> I believe the only level of test coverage that's worth it is 100% of the lines you want to be covered.
This statement I vehemently disagree with. It seems like the kind of thing someone would hit you with as an excuse for why testing isn't useful at all because it's not perfect. I have found in my experience that simple end to end tests give me the best bang for my buck, and even a test suite that covers 80% of the code is pretty good.
To paraphrase from the Google code reviewer guide: No code is perfect, just try to make it better than it was.
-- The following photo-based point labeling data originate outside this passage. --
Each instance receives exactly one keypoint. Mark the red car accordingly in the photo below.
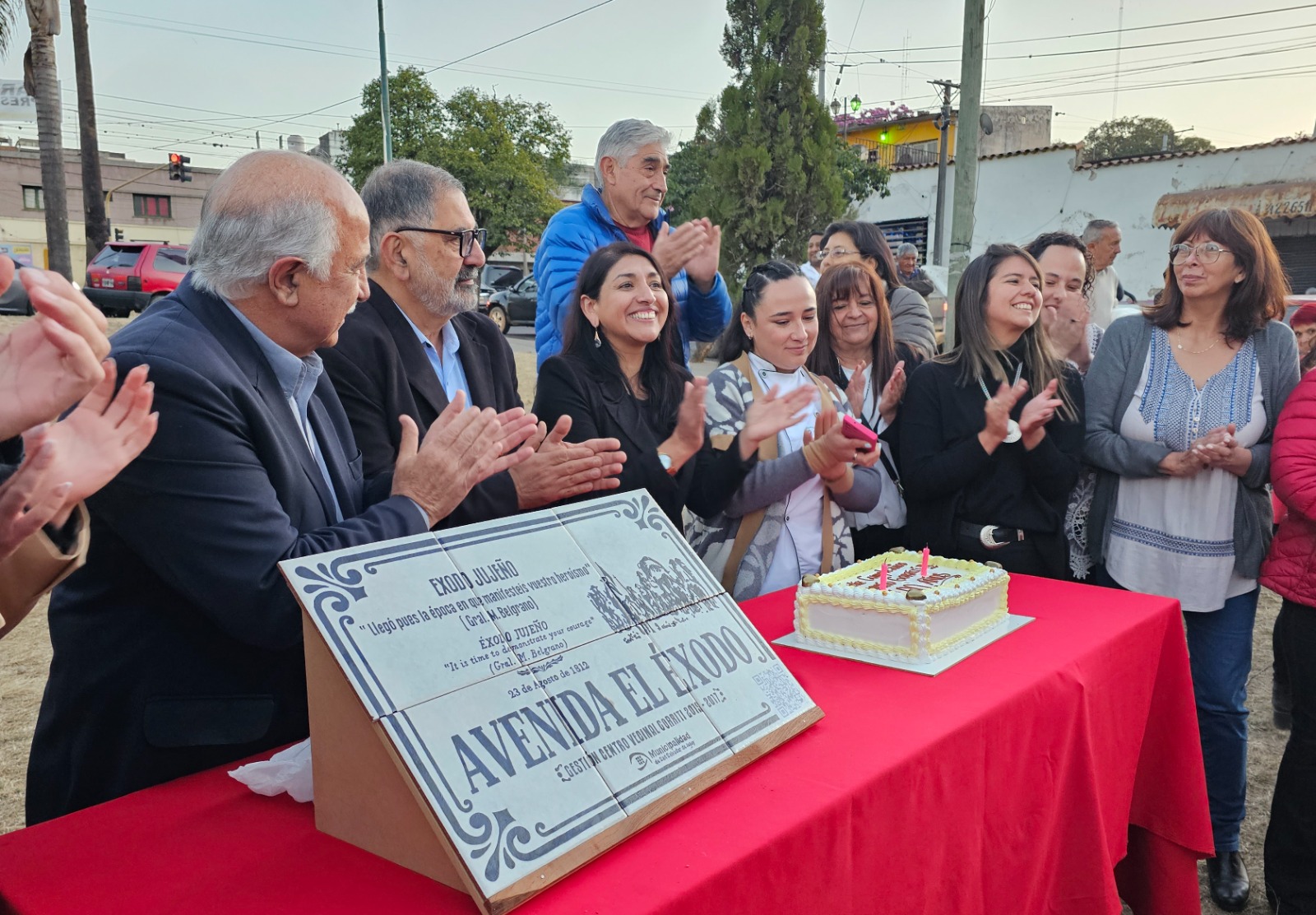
(128, 276)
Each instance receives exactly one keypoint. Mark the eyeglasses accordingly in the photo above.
(467, 236)
(1207, 252)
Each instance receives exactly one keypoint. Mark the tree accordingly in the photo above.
(416, 118)
(1138, 136)
(511, 155)
(860, 178)
(94, 193)
(772, 169)
(43, 83)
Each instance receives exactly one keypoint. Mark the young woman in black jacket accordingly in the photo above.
(622, 375)
(987, 467)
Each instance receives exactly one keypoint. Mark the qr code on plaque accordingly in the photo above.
(781, 690)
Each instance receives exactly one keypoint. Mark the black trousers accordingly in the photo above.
(875, 539)
(1291, 838)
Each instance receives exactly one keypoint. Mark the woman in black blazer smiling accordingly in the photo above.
(622, 375)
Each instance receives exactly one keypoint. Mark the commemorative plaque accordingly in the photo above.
(497, 704)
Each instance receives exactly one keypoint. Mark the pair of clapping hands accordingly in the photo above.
(49, 364)
(695, 248)
(1032, 421)
(1219, 448)
(466, 445)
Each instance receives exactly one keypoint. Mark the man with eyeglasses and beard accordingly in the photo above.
(420, 339)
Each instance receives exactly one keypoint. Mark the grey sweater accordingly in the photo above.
(911, 322)
(1111, 383)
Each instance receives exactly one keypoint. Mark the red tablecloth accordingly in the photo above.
(1011, 783)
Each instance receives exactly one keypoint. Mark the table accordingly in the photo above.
(1017, 783)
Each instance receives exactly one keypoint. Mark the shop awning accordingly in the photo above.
(1267, 202)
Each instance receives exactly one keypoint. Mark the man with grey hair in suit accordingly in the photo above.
(1103, 243)
(178, 645)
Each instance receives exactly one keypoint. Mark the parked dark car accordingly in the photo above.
(15, 300)
(495, 278)
(129, 276)
(513, 307)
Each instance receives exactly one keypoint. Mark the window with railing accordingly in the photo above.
(897, 155)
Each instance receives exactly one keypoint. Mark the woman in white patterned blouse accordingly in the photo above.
(1181, 407)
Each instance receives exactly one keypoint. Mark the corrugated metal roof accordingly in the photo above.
(1184, 155)
(1127, 160)
(1267, 202)
(994, 156)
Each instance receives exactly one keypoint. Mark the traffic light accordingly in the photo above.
(178, 170)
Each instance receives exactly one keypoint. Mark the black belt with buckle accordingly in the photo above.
(990, 535)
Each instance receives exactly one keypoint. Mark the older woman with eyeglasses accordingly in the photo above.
(862, 243)
(1181, 407)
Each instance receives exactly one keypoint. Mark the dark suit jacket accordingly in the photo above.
(600, 407)
(381, 373)
(178, 645)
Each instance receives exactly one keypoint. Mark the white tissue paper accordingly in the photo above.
(287, 770)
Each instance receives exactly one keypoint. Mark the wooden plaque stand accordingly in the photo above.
(366, 796)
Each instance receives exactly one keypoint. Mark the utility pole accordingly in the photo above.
(383, 89)
(966, 153)
(938, 249)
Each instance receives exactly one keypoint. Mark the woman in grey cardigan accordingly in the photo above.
(1181, 408)
(786, 518)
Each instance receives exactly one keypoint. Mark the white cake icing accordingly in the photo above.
(918, 618)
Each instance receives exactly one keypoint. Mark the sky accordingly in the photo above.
(203, 78)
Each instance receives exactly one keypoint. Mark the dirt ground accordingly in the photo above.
(25, 660)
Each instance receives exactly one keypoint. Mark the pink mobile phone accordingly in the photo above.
(852, 428)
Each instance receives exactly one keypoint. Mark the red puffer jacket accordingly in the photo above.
(1290, 569)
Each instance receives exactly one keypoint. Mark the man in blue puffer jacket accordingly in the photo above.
(625, 204)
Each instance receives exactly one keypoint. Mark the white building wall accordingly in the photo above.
(1020, 197)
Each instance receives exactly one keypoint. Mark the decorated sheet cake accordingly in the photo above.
(901, 606)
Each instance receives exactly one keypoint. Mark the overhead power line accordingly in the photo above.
(1102, 50)
(484, 50)
(1089, 35)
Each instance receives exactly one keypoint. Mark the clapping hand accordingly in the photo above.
(702, 267)
(673, 250)
(997, 412)
(688, 438)
(892, 392)
(1181, 464)
(772, 414)
(461, 449)
(28, 499)
(1037, 414)
(563, 471)
(1219, 448)
(857, 386)
(50, 362)
(103, 434)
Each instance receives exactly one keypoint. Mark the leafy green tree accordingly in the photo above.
(860, 178)
(511, 155)
(772, 171)
(1138, 136)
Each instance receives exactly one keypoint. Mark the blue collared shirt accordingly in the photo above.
(449, 369)
(296, 377)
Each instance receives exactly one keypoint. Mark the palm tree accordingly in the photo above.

100% test coverage doesn't tell you if you have race conditions, security problems, or networking issues. 100% test coverage doesn't matter much in distributed systems, where you can individually test each component to 100% but still have the system not work as a whole. 100% coverage doesn't mean you're checking that all your returned results are verified and what they should be.
> The problem with having a goal that is not 100% is that it leaves room for interpretation and negotiation.
By handing out edicts like these, you're taking away tools like negotiation and common sense and replacing them with blanket rules. Time is a finite resource and test coverage is only one small part of testing. Going from 95% to 100% might take more time and provide less value than other kinds of testing and other concepts (like UX, or market fit, where you test that what you're building is usable and useful).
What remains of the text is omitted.